You can read a talk. But there are effective ways to read and ineffective ways to read. I think it should be treated as a skill and an art. Also, reading a written talk is good because you come to a conference with a shortened version of a possible pub.

However, when I do it, I channel my days as a thespian. (1) A fifteen minute talk should be no more than 8 double spaced pages, at the most. I get nervous if I push 8 pages. Shooting for 6-7 is better. This is so important. Going over is not just poor form, it is rude and obnoxious. (2) Write to read aloud. Avoid long sentences and dense prose. Avoid jargon unless the jargon is intrinsic to a concept you are talking about.(3) This is real important: Script your talk. I treat my talks like scripts. I bold face some words and passages. I underline others. I know where I should emphasize points and to what extent. (4) Practice for time, content, and display. Know your script. (5) Don't read boringly. Be energetic.

Of course, I always see great talks that are not written, but they usually lack an overall narrative and focus on "we did this, then that, found this, then that." Also, I absolutely hate it when I see someone giving a talk without reading but use flash cards or clearly use the powerpoint entries to jog their memory.

I have seem wonderful talks with crappy research and atrocious talks that cloud quality research. Giving a talk is performance, whether it is read or not.

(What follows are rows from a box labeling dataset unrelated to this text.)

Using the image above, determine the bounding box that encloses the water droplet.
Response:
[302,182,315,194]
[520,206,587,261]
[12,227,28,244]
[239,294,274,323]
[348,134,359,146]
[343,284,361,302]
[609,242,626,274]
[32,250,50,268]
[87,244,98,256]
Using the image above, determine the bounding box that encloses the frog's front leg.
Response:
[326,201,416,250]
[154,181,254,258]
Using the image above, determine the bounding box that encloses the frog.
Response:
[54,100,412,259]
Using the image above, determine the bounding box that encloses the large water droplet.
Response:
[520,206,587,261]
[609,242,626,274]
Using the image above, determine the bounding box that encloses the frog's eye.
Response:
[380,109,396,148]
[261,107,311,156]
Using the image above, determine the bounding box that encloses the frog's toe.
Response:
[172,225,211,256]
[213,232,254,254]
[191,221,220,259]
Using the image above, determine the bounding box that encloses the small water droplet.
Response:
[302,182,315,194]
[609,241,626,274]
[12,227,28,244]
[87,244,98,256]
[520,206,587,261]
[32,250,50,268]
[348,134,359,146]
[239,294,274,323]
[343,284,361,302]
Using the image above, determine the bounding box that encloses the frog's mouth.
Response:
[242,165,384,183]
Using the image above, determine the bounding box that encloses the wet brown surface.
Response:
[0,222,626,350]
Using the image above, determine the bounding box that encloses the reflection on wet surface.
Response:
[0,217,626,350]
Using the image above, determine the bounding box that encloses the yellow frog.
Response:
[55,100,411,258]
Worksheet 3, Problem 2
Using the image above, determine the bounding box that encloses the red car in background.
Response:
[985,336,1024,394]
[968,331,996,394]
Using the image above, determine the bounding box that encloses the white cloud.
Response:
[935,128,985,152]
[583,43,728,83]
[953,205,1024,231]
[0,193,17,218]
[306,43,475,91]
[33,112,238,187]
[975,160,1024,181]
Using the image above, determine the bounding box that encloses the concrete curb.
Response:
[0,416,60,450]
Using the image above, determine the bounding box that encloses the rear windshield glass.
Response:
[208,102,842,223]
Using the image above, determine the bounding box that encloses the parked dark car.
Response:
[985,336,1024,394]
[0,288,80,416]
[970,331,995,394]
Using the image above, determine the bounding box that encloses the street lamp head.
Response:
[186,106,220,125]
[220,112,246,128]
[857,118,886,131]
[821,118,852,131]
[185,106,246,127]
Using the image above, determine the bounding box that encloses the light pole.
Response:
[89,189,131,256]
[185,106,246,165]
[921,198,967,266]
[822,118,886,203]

Oh yes, it sometimes helps to quietly play Eye of the Tiger on your Ipod right before you go on stage...

Michael E. Smith said...

Ryan, Lee, and Chris-

Nice comments. There are several reasons why I strongly favor NOT reading a presentation. (1) The boring talks I heard at my first SAA meetings. (2) A talk I heard David Freidel give at the Puleston memorial conference in Minnesota, where he talked directly to the audience without notes. It was one of the best talks I've ever heard (in terms of presentaiton style), and pretty good intellectually also. (3) When I first tried talking without a prepared text (my 2nd or 3rd talk), as a student at the AAA meetings, TWO strangers came up to me and said it was the best talk they had heard at the meetings (and Robert Carneiro also came up and said that most of my ideas were wrong!). (4) A friend and colleague who shall remain unidentified here often gives boring, read-from-a-text talks. They are technically and intellectually fine, but boring to listen to. At one SAA, this person's slides were lost by the airline (in pre-Powerpoint days), and they had to talk without them. It was the BEST talk I had ever heard by this colleague, who just drew a few things on a blackboard and talked, semi-converstionally, directly to the audience. (5)Early on, my wife Cindy made me practice, practice, practice my talks, sometimes to her, sometimes to our toddler kids, and even to "Mr. Mask" (a Guerrero carved wood mask who has long hung on our wall). Practice make perfect. I don't think I'm being overly egotistical to claim that I give pretty darn good professional talks.

Anonymous said...

What about job talks?

Michael E. Smith said...

Job talks? I guess I could do a post on that topic. After eight academic job talks, I hope I am retired from this genre.

Anonymous said...

honestly, reading makes me a lot more nervous than not reading.

Anonymous said...

A couple of days ago I "heard" a conference paper by a guy who literally slumped over the lectern. The microphone was quite close to his mouth, but you still couldn't make out the words because they were directed at his boots. He never noticed the mass exodus, because he didn't look at the audience ...

Aristotle Koskinas said...

Ha-ha-ha, this is hilarious! I can assure you,many participants in conferences I've attended followed your instructions to the letter. Good work!